Gifte Raupe

Eichenprozessionsspinner: Mülheim sperrt dritte Sportanlage

Eichenprozessionsspinner sorgen in Mülheim für die Sperrung von drei Sportanlagen.

Eichenprozessionsspinner sorgen in Mülheim für die Sperrung von drei Sportanlagen.

Foto: Joachim Kleine-Büning / Funke Foto Services GmbH

Mülheim.  Drei Sportplätze in Mülheim müssen wegen Eichenprozessionsspinnern gesperrt werden. Die Beseitigung der giftigen Raupen zieht sich hin.

Nachdem am Dienstag neun Kinder durch Eichenprozessionsspinner auf der Sportanlage Wenderfeld in Mülheim-Dümpten verletzt worden sind, musste am Mittwochmittag erneut ein Sportplatz in Mülheim gesperrt werden.

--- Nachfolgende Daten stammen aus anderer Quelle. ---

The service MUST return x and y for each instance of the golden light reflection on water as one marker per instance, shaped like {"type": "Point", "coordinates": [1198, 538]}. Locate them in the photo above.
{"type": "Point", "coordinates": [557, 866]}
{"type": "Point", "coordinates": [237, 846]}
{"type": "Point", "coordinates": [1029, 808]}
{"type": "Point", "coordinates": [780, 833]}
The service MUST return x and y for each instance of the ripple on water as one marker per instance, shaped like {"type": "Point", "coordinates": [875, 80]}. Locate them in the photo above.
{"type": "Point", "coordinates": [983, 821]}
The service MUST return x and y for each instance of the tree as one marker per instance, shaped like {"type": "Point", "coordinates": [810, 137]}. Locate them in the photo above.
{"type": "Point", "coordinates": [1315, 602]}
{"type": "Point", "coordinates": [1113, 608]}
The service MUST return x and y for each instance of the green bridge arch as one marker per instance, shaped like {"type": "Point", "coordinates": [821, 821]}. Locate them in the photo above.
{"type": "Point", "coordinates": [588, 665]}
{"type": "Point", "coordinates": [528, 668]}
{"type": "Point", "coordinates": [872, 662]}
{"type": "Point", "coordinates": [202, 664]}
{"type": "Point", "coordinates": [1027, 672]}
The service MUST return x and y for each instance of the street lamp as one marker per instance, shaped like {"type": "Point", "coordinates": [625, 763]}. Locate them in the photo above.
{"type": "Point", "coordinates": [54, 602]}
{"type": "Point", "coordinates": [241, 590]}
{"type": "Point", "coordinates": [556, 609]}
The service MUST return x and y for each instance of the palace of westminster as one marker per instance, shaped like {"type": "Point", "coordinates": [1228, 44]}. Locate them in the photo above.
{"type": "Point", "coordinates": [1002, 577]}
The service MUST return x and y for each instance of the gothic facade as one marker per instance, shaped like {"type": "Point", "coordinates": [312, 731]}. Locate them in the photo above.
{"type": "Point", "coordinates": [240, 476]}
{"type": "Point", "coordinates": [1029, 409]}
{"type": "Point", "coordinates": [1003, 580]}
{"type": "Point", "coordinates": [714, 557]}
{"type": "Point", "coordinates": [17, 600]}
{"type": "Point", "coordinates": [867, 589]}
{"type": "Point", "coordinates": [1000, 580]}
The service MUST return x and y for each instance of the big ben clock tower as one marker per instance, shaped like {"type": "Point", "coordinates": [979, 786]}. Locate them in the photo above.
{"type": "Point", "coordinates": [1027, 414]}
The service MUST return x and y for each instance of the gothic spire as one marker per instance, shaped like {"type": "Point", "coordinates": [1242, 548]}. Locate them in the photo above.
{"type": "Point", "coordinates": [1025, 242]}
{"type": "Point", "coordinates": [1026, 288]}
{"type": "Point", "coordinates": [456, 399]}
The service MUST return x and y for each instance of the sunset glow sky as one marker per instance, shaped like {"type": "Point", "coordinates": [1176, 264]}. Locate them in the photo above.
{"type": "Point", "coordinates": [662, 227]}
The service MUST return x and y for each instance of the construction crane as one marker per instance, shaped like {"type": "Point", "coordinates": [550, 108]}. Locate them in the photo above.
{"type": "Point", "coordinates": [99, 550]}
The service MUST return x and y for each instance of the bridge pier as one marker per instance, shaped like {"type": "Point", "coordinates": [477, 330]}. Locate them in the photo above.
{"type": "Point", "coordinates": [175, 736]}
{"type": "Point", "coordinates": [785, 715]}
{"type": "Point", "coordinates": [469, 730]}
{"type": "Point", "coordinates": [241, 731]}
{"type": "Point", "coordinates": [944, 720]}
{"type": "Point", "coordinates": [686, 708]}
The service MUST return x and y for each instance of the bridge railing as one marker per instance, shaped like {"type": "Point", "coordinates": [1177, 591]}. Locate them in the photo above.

Wie Stadtsprecher Volker Wiebels mitteilt, sind rund um die Sportanlage Schildberg, ebenfalls in Dümpten, bei einer regelmäßigen Kontrolle Eichenprozessionsspinner entdeckt worden.

„Der Platz bleibt so lange gesperrt, bis die Gefahr beseitigt ist“, sagt Wiebels. Das allerdings könne dauern, denn: „Die Spezialfirmen haben Hochsaison.“ Zahlreiche Ruhrgebietsstädte kämpfen momentan gegen die giftigen Raupen.

50 Stellen in Mülheim dieses Jahr von Eichenprozessionsspinnern betroffen

Und auch in Mülheim ist es der dritte Fall, denn auch die weitläufige Sportanlage an der Mintarder Straße ist seit zwei Wochen wegen Eichenprozessionsspinnern gesperrt. Wiebels hofft, dass sie in den nächsten 14 Tagen wieder freigegeben werden können.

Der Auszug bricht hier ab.